The Bluray doesn’t provide an actual recreation of the color process created by Huston and dp Oswald Morris, but it makes Moby Dick look as good as it’s ever going to look in this regard. Call it largely satisfying, and that ain’t hay.
Moby Dick‘s color process was restored by Greg Kimble over an eight-month period. The Bluray contains a nice supplemental essay, A Bleached Whale: Recreating the Unique Color of Moby Dick.
Here’s a portion of a 12.3.15 piece that I ran about Kino DVD version:
“It’s a good time to reconsider the fascinating color scheme — subdued grayish sepia tones mixed with a steely black-and-white flavoring — created by Huston and Morris. This special process wasn’t created in the negative but in the release prints, and only those who caught the original run of the film in theatres saw the precise intended look.

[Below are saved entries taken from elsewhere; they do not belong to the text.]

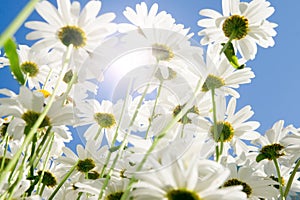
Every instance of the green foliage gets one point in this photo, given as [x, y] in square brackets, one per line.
[10, 49]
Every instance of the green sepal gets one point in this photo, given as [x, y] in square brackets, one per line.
[231, 57]
[113, 149]
[260, 157]
[10, 49]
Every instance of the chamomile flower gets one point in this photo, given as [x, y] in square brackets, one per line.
[35, 66]
[276, 144]
[143, 19]
[67, 25]
[269, 170]
[27, 107]
[102, 118]
[185, 180]
[171, 105]
[254, 186]
[3, 61]
[221, 76]
[243, 23]
[232, 126]
[114, 190]
[87, 162]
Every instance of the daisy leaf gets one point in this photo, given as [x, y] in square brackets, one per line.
[11, 52]
[230, 55]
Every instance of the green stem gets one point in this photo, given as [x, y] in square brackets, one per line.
[113, 165]
[70, 84]
[6, 138]
[116, 132]
[291, 178]
[39, 121]
[216, 134]
[232, 36]
[98, 133]
[153, 111]
[160, 136]
[12, 188]
[18, 21]
[63, 181]
[40, 146]
[279, 178]
[44, 167]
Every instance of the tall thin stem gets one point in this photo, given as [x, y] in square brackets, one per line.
[291, 178]
[39, 121]
[18, 21]
[279, 178]
[63, 181]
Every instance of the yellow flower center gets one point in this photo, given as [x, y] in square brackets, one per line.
[235, 27]
[72, 35]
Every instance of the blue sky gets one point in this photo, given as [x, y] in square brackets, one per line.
[273, 94]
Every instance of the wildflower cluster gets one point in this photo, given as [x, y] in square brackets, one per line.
[157, 113]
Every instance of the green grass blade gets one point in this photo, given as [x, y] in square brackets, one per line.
[10, 49]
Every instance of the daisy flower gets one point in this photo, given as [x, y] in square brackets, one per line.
[196, 179]
[143, 18]
[170, 105]
[221, 76]
[255, 186]
[3, 61]
[269, 170]
[233, 126]
[88, 161]
[114, 190]
[68, 25]
[243, 23]
[277, 144]
[27, 107]
[35, 66]
[102, 119]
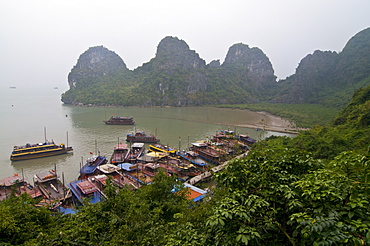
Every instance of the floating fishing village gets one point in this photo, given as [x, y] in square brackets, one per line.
[132, 165]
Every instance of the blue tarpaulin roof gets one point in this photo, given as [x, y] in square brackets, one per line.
[127, 166]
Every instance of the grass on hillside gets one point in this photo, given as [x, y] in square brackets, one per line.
[304, 115]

“There have been attempts to simulate this appearance, but the Real McCoy visuals were a different, more distinct animal. I saw about three or four minutes worth of an original Moby Dick release print at the Academy’s Samuel Goldwyn theatre sometime in the early to mid ’90s, and I’m telling you there was something spooky about them. I was riveted by how striking and other-worldly the color looked — something that wasn’t really ‘color’ as much a mood painting that came from someone’s (or some lab’s) drizzly damp November soul.
“I’d love to visually convey to HE readers what the 1956 release prints of Moby Dick really looked like — that wonderful silvery overlay, distinctive but muted and mixed with grayish color. But with luscious black levels.